My main criticism of Derek's article is that he constructs a dichotomy between business imperatives (getting the site up) and doing the right thing (implementing accessibility). However there are tangible benefits for your project in getting accessibility right early on.
Most importantly, there is one blind and deaf user that every web developer should be concerned about: Googlebot. If a site is not accessible for a human with a disability then it almost certainly will not be indexed properly by Google. You cannot improve your site through user feedback if you have no users because no one can find your site.
Of course, a big motivation web developers to make their sites accessible is that it's the right thing to do. And it is. But if you follow progressive enhancement and make accessibility part of your development process then you'll get more out of it than just a warm fuzzy feeling.
Sunday, 7 June 2009
Let us change our traditional attitude to the construction of programs: Instead of imagining that our main task is to instruct a computer what to do, let us concentrate rather on explaining to human beings what we want a computer to do.
The practitioner of literate programming can be regarded as an essayist, whose main concern is with exposition and excellence of style. Such an author, with thesaurus in hand, chooses the names of variables carefully and explains what each variable means. He or she strives for a program that is comprehensible because its concepts have been introduced in an order that is best for human understanding, using a mixture of formal and informal methods that reinforce each other.
- Donald Knuth, "Literate Programming" (1984)
I have great affinity for this way of viewing software development. Software design has more in common with the composition of an essay than any strictly scientific activity. I think it's an accident of history that programming is placed within engineering faculties rather than being understood as an outgrowth of philosophy and formal logic.
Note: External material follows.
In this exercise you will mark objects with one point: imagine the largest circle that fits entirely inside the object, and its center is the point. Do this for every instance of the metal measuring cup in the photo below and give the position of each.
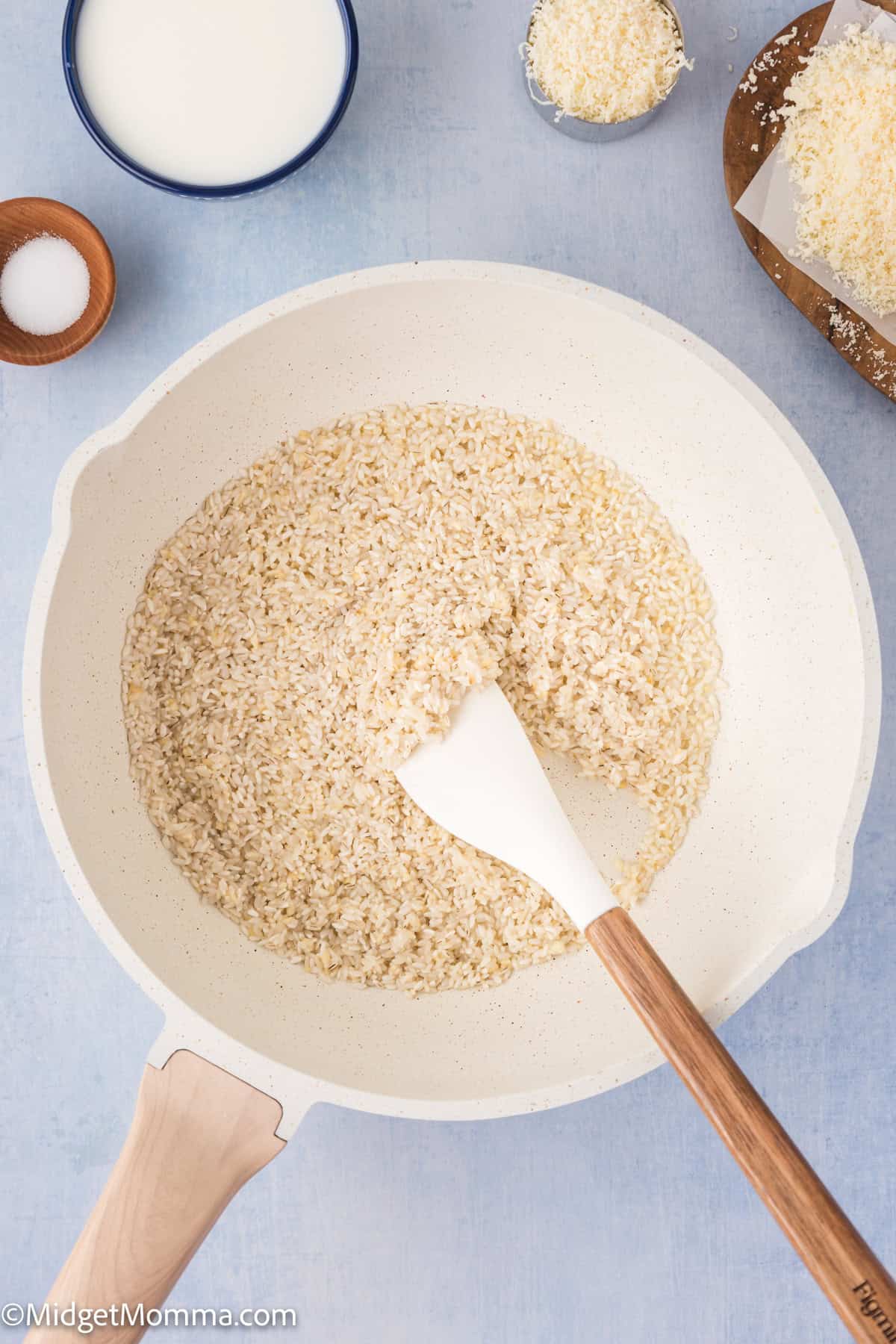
(594, 131)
Literate programming acknowledges software development's place among the humanities. By extension, it acknowledges the relevence of non-scientific ideas to the process of cutting code. Our craft requires the creative and disciplined presentation of thought, so we would be foolhardy to ignore thousands of years of the history of ideas. Programming does not exist inside a vaccuum. Neither should the programmer.
I am not trying to argue that programmers do not need a firm grasp of science. But good programmers cannot rely solely on scientific concepts if they wish their code to be comprehensible to their peers (or future selves).
In the spirit of literate programming I will use this blog to explore software development and its interplay with literature, philosophy, politics and mathematics.